Uber migrated all its payment transaction data from DynamoDB and blob storage into a new long-term solution, a purpose-built data store named LedgerStore. The company was looking for cost savings and had previously reduced the use of DynamoDB to store hot data (12 weeks old). The move resulted in significant savings and simplified the storage architecture.
Uber built Gulfstream, its payment platform, in 2017 and used DynamoDB for storage. Due to rising storage costs, DynamoDB was used only for the most recent data (12 weeks), and older data was stored in TerraBlob, an S3-like service created in-house by Uber.
In the meantime, the company started working on a dedicated solution for storing financial transactions with data integrity guarantees. Kaushik Devarajaiah, tech lead at Uber, explains the unique challenges of creating a bespoke data store:
LedgerStore is an immutable storage solution at Uber that provides verifiable data completeness and correctness guarantees to ensure data integrity for these transactions. [...] Considering that ledgers are the source of truth of any financial event or data movement at Uber, it is important to be able to look up ledgers from various access patterns via indexes. This brings in the need for trillions of indexes to index hundreds of billions of ledgers.
LedgerStore supports strongly and eventually consistent indexes. For strongly consistent indexes, the data store uses a two-phase commit. It first persists the indent on the index and subsequently persists the record. Lastly, if the record write succeeds, the intent is asynchronously committed or rolled back in case of failure. If the intent write fails, the whole insert operation fails, as consistency guarantees cannot be supported. During reads, any writes with uncommitted intents are either committed (if the record read succeeds) or deleted (if the record read fails) asynchronously. LedgerStore implements eventually consistent indexes by leveraging materialized views from its home-grown Docstore database, a distributed database built on top of MySQL.
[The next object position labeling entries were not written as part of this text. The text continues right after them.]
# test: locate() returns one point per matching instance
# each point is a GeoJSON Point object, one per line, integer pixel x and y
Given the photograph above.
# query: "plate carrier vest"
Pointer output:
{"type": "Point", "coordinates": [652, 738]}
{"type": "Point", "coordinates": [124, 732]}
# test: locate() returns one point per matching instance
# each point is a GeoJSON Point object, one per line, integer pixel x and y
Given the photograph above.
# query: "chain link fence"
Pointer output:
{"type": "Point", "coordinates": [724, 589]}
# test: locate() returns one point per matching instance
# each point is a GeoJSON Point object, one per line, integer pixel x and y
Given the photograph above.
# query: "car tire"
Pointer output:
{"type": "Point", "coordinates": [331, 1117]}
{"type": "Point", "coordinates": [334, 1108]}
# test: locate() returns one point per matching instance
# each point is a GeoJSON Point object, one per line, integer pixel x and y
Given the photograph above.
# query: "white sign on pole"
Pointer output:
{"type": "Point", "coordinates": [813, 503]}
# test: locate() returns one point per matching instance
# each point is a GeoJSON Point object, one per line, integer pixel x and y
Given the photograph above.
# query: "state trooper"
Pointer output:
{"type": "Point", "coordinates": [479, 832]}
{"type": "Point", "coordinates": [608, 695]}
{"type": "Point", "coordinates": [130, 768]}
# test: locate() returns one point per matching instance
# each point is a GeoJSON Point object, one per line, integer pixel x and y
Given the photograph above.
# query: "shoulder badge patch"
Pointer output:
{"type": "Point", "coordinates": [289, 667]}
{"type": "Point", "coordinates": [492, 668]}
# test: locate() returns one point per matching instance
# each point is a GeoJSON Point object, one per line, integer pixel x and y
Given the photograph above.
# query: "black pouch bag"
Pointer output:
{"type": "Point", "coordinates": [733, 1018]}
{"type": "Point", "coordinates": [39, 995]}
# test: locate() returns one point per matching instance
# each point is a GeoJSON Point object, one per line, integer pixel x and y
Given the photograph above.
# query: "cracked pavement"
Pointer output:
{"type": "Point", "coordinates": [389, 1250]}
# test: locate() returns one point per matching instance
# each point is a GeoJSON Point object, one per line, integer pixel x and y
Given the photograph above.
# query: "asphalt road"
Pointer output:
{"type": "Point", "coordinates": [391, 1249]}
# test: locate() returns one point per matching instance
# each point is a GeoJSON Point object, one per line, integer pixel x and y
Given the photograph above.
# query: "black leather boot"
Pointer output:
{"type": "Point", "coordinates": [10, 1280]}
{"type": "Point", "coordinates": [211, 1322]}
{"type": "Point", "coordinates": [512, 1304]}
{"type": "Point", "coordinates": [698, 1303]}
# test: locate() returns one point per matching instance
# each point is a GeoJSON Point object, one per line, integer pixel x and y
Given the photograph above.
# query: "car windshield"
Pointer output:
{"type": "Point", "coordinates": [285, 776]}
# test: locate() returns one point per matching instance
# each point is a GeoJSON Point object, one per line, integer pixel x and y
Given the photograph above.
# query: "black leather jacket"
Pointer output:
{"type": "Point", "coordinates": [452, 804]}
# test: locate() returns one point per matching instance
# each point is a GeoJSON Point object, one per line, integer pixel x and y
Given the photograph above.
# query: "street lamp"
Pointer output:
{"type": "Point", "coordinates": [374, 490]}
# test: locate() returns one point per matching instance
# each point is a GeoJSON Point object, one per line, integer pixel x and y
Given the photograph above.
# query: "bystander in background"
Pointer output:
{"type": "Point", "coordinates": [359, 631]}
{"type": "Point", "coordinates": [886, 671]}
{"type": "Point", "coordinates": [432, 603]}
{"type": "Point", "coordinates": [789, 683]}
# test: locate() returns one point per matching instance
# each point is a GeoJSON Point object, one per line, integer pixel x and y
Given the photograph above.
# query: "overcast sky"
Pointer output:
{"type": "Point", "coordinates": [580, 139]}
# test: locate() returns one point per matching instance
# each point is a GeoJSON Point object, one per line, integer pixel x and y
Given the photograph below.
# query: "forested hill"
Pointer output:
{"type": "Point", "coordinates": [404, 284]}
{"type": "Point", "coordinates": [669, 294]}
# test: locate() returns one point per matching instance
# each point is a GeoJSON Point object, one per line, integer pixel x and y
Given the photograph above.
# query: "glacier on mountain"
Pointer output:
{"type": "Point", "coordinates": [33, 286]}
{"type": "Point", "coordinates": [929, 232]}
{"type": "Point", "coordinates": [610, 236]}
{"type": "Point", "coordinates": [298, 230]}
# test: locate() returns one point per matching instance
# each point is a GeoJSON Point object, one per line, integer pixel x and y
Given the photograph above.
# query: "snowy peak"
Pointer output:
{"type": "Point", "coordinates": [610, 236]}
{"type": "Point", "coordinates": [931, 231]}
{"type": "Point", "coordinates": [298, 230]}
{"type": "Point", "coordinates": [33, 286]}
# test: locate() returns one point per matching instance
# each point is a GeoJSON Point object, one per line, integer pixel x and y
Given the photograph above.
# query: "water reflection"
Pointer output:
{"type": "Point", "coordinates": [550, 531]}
Two-phase Commit Write For Strongly Consistent Indexes (Source: Uber Engineering Blog)
To offload older ledger data to cold storage, LedgerStore uses time-range indexes to support temporal queries. Uber moved from using DynamoDB and Docstore for storing time-range indexes. The original solution utilized two tables in DynamoDB, one optimized for writes and the second for reads. This design was dictated by DynamoDB’s capacity management and avoided hot partitions and throttling. The new design uses the Docstore database with a single table, and leverages prefix scanning for efficient reads.
LedgerStore supports index lifecycle management, automating data reindexing in case the index definition changes. The process creates a new index, backfills the data from the old index, performs relevant validations, swaps indexes, and deletes the old one.
Index Backfilling From Cold Storage (Source: Uber Engineering Blog)
The company faced unique challenges while migrating petabytes of financial transaction data into LedgerStore. It used shadow and offline validation to ensure the correctness of the migration and the performance and scalability of LedgerStore in the production environment. For shadow validation, Gulfstorm was double-writing the data to DynamoDB and LedgerStore and comparing the data returned by reads between the two data stores.
Additionally, Uber implemented offline validation for historical data, coupled with the incremental backfill job running in Apache Spark. The backfill process alone posed significant problems, as the load generated by the process amounted to ten times the usual production load, and the overall process took three months. Engineers used several measures to control the process and mitigate any issues, including dynamic rate control to adjust the processing rate based on the production traffic handled by the platform and emergency stop to halt the process quickly in case of major issues.
Lastly, the team took a conservative approach towards the rollout and adopted a fallback to fetching the data from DynamoDB in case it wasn’t found in LedgerStore. The overall migration was completed successfully, and the company didn’t experience any downtime or outages during and after the migration. The move to LedgerStore resulted in significant cost savings, with estimated yearly savings of over $6 million.
UPDATE: Since this news was published, it has sparked a debate on Hacker News and Reddit, with hundreds of comments posted. Many users discussed the pros and cons of using cloud provider services vs. building solutions, including databases in-house. Some users questioned whether rolling out a custom data store offers a justifiable return on investment, considering staff salaries, maintenance overheads, and the effort spent on data migrations.